A vida em família não tem sido simples. Escuto dos analisantes a dificuldade em encontrar um espaço para a privacidade, para esse lugar de recolhimento separado do outro. Encontramo-nos separados de nossos vínculos sociais e diante do vínculo subjetivo com nossa própria solidão. A intimidade no espaço familiar não favorece a separação, ela trabalha a favor da alienação e dessa inércia da ignorância. Experiência de encontro com o infamiliar. Uns fecham a porta dos quartos, uns vão para dentro do carro para poder falar com o analista, uns fazem o escritório dentro do closet, as crianças fazem suas cabaninhas. Estar perto demais do Outro materno também causa problemas respiratórios.
E nós analistas lançamos mão de nossas construções teóricas para dar conta de nossa prática nessas circunstâncias. Admiro os que se recusam a trabalhar por vídeo. Infelizmente não posso dar essa resposta. Compartilhamos nossos impasses e nossos achados e isso nos faz respirar. Tal como o tratamento para os infectados, não há respostas universais. Uns preferem o telefone, outros precisam do enquadramento da imagem, uns se recusam a encontrar o analista nesse tempo.
E vamos seguindo, sem muito saber, querendo manter viva nossa aposta na psicanálise que vacila em interessar ao nosso mundo que, apesar de invadido pela angústia, quer encontrar o remédio certeiro. Remédio para voltar à vida cotidiana e ao trabalho, pois o medo de não ter como bancar as contas inferniza a cabeça de muitos que aprendemos a nos inserir no discurso capitalista. Nós analistas trabalhamos com o corpo à distância depois de nosso esforço com Lacan de localizar o sintoma como um acontecimento de corpo e de termos construído a presença do analista, para além de sua inclusão na cadeia simbólica inconsciente, como um sintoma.
Como vai ser atravessar esse tempo? O cálculo de saída coletiva do apólogo de Lacan não nos oferece qualquer garantia. Fazer desses impasses causa de saber é o que vejo em nossa comunidade que se colocou a trabalho para encontrar as maneiras de seguir em nossa orientação política pela psicanálise.

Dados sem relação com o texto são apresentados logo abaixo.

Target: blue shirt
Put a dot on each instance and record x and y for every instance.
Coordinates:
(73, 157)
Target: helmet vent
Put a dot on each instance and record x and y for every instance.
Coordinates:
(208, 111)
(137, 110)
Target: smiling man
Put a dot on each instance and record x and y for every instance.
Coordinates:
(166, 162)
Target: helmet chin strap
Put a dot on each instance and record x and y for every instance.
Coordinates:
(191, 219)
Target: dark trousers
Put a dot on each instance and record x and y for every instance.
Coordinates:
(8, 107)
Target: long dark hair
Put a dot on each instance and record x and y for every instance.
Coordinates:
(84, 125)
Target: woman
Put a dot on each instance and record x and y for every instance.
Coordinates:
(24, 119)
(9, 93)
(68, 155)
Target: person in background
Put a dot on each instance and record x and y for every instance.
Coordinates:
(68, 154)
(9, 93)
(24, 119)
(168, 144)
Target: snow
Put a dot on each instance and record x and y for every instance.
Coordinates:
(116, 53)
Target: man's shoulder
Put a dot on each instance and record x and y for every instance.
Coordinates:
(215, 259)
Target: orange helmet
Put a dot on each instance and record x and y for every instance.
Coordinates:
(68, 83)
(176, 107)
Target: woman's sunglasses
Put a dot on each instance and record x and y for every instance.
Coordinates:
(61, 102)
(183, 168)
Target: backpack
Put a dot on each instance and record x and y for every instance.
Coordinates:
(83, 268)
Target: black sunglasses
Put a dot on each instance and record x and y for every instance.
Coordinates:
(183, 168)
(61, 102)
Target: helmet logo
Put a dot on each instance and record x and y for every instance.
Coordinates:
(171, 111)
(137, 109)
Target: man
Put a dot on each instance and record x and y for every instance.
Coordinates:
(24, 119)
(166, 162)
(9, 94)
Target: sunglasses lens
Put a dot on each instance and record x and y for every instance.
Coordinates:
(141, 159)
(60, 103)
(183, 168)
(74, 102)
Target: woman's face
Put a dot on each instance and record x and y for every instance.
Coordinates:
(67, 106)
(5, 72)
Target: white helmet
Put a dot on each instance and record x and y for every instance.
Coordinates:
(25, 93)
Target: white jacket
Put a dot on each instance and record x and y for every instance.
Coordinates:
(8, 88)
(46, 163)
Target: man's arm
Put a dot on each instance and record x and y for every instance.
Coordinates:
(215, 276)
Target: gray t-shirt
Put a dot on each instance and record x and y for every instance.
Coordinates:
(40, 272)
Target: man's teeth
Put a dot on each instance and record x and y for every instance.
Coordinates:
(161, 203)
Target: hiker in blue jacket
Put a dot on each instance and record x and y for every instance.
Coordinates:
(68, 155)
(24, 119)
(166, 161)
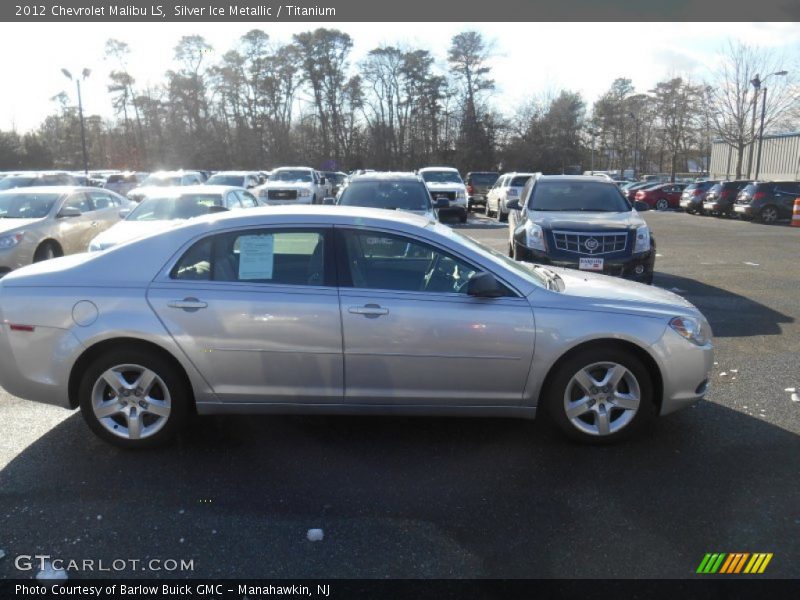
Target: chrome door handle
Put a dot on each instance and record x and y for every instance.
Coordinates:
(189, 304)
(370, 311)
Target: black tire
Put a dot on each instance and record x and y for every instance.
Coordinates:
(554, 395)
(768, 215)
(176, 386)
(519, 253)
(46, 251)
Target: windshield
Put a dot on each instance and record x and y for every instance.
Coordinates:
(162, 180)
(26, 206)
(567, 196)
(523, 269)
(8, 183)
(402, 195)
(483, 178)
(237, 180)
(181, 207)
(291, 175)
(441, 177)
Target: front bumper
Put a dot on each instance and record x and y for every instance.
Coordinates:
(685, 371)
(638, 267)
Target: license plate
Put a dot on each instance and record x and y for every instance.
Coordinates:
(591, 264)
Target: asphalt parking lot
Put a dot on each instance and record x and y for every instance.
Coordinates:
(426, 497)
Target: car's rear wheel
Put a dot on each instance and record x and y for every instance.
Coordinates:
(46, 251)
(768, 214)
(601, 395)
(134, 399)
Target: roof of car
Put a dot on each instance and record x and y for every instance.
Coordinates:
(437, 169)
(54, 189)
(386, 176)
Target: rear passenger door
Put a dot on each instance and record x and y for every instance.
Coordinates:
(257, 312)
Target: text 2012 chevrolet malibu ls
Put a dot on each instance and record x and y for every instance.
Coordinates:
(341, 310)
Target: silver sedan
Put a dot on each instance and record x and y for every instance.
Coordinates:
(341, 310)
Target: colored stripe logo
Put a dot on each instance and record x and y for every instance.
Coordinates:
(734, 563)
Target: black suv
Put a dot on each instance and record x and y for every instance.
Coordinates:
(767, 201)
(720, 198)
(478, 185)
(580, 222)
(694, 194)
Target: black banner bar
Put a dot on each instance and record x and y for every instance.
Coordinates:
(321, 11)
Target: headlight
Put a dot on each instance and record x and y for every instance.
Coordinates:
(9, 241)
(642, 240)
(534, 236)
(691, 329)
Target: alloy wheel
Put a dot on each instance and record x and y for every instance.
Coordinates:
(602, 398)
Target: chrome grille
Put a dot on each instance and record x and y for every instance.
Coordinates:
(590, 243)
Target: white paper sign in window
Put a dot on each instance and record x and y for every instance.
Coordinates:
(256, 256)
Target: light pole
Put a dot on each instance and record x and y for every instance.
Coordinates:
(593, 133)
(756, 81)
(84, 74)
(635, 145)
(763, 114)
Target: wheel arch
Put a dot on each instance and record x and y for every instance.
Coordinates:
(104, 346)
(642, 354)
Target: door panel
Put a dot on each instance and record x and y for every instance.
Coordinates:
(256, 313)
(405, 346)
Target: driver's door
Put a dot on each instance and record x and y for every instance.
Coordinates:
(413, 336)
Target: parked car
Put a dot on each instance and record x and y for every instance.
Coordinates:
(168, 207)
(40, 223)
(242, 179)
(694, 194)
(478, 185)
(36, 179)
(393, 191)
(445, 184)
(767, 201)
(662, 196)
(720, 198)
(251, 312)
(505, 189)
(293, 185)
(582, 223)
(122, 183)
(165, 179)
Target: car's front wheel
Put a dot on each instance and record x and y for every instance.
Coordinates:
(601, 395)
(134, 399)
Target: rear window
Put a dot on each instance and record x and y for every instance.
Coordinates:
(520, 181)
(581, 196)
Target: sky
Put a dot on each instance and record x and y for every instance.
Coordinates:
(529, 59)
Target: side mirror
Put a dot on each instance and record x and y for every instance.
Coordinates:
(484, 285)
(69, 211)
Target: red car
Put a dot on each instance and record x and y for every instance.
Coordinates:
(662, 197)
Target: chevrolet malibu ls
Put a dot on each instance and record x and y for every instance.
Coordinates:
(324, 309)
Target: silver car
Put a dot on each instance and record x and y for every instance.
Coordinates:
(333, 309)
(39, 223)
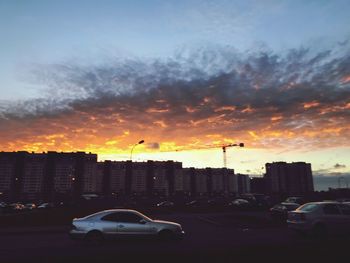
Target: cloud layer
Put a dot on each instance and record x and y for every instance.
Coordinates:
(214, 95)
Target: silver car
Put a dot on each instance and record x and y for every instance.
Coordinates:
(320, 218)
(122, 222)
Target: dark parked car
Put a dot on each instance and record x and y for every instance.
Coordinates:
(117, 223)
(280, 211)
(240, 204)
(295, 199)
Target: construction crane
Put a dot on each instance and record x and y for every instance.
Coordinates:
(223, 147)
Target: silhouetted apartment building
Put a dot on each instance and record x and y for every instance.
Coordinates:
(7, 172)
(56, 176)
(289, 178)
(243, 182)
(34, 168)
(25, 175)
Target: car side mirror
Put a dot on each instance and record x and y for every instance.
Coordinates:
(142, 221)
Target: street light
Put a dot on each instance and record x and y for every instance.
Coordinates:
(140, 142)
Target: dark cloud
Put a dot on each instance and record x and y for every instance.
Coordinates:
(299, 98)
(339, 166)
(152, 145)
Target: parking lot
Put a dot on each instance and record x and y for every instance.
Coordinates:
(209, 236)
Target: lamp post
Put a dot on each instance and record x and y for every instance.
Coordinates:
(140, 142)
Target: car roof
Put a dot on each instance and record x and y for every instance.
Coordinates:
(324, 202)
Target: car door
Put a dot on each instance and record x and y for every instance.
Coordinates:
(109, 224)
(332, 217)
(130, 223)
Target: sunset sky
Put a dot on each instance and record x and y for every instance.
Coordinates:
(99, 76)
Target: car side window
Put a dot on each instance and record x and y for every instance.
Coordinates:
(127, 217)
(331, 209)
(113, 217)
(345, 209)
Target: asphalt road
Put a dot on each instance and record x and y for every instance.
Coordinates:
(209, 237)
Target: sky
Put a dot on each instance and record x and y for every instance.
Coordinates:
(187, 77)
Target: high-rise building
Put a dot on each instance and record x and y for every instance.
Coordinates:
(7, 172)
(33, 176)
(243, 182)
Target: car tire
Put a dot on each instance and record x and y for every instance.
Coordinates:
(94, 238)
(166, 235)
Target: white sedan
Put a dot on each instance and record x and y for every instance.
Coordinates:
(122, 222)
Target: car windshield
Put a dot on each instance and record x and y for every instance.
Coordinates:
(308, 207)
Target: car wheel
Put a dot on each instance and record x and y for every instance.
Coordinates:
(166, 235)
(94, 238)
(319, 230)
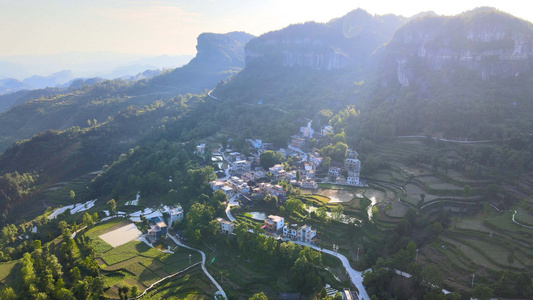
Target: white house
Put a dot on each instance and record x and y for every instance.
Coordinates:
(334, 171)
(200, 149)
(308, 184)
(326, 129)
(315, 160)
(241, 167)
(226, 226)
(274, 223)
(305, 234)
(352, 164)
(257, 144)
(176, 214)
(216, 185)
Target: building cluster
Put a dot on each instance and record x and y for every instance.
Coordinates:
(347, 173)
(159, 224)
(276, 225)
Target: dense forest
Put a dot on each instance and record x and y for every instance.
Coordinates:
(140, 137)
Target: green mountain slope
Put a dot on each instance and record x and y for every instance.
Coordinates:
(218, 56)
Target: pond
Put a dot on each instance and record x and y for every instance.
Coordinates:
(336, 196)
(257, 215)
(344, 219)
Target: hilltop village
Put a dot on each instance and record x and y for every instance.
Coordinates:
(248, 177)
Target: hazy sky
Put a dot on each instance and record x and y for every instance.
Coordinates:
(37, 27)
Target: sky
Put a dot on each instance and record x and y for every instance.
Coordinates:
(164, 27)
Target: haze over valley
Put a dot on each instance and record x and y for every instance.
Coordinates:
(359, 154)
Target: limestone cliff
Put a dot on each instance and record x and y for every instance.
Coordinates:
(486, 41)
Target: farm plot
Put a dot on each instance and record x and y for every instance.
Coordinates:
(122, 235)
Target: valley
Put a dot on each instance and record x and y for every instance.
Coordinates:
(312, 162)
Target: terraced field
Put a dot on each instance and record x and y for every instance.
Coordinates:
(135, 263)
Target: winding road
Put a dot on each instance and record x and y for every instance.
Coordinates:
(356, 277)
(203, 265)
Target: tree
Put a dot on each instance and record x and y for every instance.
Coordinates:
(97, 285)
(466, 191)
(482, 292)
(220, 196)
(294, 206)
(111, 206)
(87, 220)
(422, 198)
(75, 274)
(258, 296)
(336, 212)
(36, 244)
(7, 293)
(28, 272)
(134, 292)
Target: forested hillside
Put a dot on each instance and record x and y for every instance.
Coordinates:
(219, 55)
(441, 81)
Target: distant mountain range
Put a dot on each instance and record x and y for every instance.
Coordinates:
(29, 112)
(21, 74)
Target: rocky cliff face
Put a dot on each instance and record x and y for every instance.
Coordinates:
(218, 56)
(340, 43)
(485, 41)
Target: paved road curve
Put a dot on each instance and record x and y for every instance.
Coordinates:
(203, 265)
(356, 277)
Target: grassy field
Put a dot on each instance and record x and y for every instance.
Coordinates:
(135, 263)
(192, 285)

A anedota contada de que Freud, em 1909, teria dito a Jung que estava levando a peste para os Estados Unidos vale à pena ser repensada por nós, pois é nosso dever ético sustentar o poder subversivo da psicanálise em nosso mundo. Miller já nos ensinou que devemos refletir sobre a boa maneira de nos rebelar e da relatividade do impossível de suportar. Há que se poder fazer uso do que já pudemos construir entre nós.